Remember The 'Sometimes, Always, Never' Rule When Wearing A Suit Coat

Most men's suit jackets have three buttons down the front. Leave them all unbuttoned and you look informal. Button them all and you look like a schoolboy in his first suit or a school uniform. So which should you button and which stay open? This rule is easy to remember: "Sometimes, Always, Never" from top to bottom.

Honestly, this is a rule I've known for a long time, but talking about it with others (and the folks at the Art of Manliness) revealed that it's perhaps not as common knowledge as I thought, and it really should be. They explain:

Starting with the top button and working your way down: it's sometimes appropriate to have the top button buttoned along with the middle one (a stylistic decision — if the lapel is flat, it can look good to button it; if the lapel rolls over and hides the top button, only button the middle one), it’s always appropriate to have the middle button buttoned (the middle button pulls the jacket together at your natural waist and lets the bottom naturally flare out around your hips), and you should never button the last button (doing so messes up the intended tailoring and flare offered by the middle button).

I'd add that the bottom button runs the risk of drawing the jacket in too close or being too tight around the waist while you move around, and is especially unflattering if you have a bit of a belly under that jacket. It may seem like a silly rule, but there is rationale behind it, both from a fashion and a tailoring perspective. There are exceptions (some people like to button all three in very formal situations, like if you're a banker, lawyer, or going to a funeral) to the rule, of course. If it's all just too complicated for you, you could always just buy two button suits and get around the problem entirely.

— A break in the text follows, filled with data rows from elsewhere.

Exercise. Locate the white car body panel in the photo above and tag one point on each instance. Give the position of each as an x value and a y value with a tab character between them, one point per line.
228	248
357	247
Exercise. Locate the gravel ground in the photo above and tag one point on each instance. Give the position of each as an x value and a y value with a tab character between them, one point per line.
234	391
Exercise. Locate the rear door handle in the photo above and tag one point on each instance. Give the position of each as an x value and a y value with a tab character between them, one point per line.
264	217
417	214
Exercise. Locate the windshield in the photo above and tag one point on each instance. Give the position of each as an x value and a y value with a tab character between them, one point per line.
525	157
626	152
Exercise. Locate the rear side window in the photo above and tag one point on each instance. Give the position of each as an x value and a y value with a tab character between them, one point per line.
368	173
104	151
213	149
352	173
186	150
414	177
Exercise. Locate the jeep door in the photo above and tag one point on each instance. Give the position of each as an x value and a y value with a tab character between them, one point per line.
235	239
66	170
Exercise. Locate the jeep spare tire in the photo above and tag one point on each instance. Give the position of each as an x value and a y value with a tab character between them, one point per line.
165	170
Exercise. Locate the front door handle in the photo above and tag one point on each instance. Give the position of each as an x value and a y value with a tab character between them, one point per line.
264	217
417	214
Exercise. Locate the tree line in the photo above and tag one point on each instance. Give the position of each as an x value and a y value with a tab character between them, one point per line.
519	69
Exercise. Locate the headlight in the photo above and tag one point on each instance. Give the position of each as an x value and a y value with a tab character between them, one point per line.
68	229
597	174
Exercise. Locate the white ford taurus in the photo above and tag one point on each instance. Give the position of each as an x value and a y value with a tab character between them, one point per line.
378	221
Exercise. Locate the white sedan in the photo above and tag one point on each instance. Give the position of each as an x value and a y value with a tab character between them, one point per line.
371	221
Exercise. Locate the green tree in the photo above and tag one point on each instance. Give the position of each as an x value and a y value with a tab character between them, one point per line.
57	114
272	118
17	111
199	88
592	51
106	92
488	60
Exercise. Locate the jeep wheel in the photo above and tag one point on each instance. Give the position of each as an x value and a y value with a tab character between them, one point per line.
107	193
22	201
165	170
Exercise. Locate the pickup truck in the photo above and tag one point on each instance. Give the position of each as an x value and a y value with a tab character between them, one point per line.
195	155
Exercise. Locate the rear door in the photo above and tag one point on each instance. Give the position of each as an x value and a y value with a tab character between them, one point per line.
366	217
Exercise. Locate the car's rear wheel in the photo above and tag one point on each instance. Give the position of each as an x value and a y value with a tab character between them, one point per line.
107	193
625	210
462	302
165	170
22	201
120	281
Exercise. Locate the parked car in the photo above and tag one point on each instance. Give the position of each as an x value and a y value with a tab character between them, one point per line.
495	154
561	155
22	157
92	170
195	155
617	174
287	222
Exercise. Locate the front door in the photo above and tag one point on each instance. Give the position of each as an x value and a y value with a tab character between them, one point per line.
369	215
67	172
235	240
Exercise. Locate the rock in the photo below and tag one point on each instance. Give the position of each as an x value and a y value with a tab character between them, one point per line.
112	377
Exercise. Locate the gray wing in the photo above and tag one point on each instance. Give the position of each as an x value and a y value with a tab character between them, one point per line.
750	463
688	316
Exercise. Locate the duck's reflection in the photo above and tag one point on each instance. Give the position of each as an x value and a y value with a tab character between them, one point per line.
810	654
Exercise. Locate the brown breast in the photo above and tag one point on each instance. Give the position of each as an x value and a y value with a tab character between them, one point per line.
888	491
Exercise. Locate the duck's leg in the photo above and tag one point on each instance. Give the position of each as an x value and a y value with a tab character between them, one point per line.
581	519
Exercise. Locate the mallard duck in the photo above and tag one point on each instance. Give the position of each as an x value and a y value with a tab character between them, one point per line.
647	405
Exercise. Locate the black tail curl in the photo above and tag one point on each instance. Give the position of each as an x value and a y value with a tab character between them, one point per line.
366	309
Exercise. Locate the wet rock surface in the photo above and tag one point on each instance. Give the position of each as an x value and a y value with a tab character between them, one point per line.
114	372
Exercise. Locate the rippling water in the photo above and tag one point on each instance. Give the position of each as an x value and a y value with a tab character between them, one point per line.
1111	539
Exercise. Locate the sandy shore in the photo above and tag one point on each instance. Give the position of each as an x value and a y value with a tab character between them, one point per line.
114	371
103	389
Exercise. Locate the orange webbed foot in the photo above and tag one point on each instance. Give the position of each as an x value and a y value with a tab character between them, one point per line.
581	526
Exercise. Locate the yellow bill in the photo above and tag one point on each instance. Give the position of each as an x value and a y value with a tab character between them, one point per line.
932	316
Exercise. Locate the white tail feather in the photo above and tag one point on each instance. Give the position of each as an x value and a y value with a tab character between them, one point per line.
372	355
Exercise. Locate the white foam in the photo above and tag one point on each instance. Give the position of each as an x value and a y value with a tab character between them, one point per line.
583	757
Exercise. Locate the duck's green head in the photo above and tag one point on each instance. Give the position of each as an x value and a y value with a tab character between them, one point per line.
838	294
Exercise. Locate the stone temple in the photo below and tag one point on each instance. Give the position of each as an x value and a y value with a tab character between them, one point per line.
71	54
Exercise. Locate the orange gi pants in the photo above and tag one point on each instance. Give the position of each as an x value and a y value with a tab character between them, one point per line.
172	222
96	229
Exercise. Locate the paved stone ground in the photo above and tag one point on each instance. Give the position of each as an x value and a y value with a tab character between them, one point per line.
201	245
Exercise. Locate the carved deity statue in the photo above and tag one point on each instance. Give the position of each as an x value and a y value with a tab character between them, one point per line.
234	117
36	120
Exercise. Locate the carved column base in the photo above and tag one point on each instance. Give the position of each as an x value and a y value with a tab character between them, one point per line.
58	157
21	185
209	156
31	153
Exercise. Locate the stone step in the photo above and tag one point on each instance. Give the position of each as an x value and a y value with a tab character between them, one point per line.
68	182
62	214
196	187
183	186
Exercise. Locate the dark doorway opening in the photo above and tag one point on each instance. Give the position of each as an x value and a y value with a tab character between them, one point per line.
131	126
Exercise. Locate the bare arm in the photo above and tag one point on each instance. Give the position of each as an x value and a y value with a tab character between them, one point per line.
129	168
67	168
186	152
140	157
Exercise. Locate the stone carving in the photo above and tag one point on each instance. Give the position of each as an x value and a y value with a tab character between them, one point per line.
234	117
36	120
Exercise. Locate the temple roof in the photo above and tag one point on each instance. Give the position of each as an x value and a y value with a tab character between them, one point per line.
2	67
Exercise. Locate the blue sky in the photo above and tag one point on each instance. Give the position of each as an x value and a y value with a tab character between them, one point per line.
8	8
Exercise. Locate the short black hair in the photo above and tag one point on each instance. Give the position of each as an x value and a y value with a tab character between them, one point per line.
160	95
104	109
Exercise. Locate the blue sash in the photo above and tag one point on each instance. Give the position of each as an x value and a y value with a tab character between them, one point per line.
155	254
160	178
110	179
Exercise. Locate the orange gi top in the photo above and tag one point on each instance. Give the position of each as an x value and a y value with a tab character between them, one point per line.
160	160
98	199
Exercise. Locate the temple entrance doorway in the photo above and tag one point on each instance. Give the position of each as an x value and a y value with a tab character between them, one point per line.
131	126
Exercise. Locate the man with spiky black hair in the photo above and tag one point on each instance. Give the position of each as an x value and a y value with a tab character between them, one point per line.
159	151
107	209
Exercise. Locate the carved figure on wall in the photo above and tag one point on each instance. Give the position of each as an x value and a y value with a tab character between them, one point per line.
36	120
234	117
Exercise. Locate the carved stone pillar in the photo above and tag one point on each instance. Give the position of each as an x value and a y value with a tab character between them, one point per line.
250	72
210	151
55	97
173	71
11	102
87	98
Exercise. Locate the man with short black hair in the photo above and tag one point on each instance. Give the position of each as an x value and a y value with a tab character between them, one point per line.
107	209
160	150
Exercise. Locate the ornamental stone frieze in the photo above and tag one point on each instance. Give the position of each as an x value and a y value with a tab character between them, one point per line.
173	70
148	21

The Sometimes, Always Never 3-Button Rule [The Art of Manliness]


Comments

    Two button suits aren't any different.
    The bottom button should almost never be done up for the same reason as a three button suit.

    The only time you'd do it up is if you're outside and it is windy, on both the two and three you'll then do up the bottom button as so the suit doesn't flap around in the wind.

    At the risk of being mercilessly trolled, I would say that this can depend on the cut of the suit. My favourite suit jacket looks better with just the middle or the middle plus the bottom button done up.

      This.

      It isn't a hard/fast rule, and is determined by the cut. Really structured military style coats (eg Mao collared suits) need to be straight, and the bottom button maintains this.

      I agree that there are some suits that look better to the eye when the bottom button is buttoned, but you still shouldn't do it. The problem is that you are breaking a known rule and in professional situations it can make you appear uncouth. Which is likely the opposite of your goal if you are wearing a suit.

    Unbuttoning the bottom button also gives you access to your pants' pockets without looking like you're hitching up a dress...

    "Honestly, this is a rule I’ve known for a long time, but talking about it with others (and the folks at the Art of Manliness) revealed that it’s perhaps not as common knowledge as I thought, and it really should be."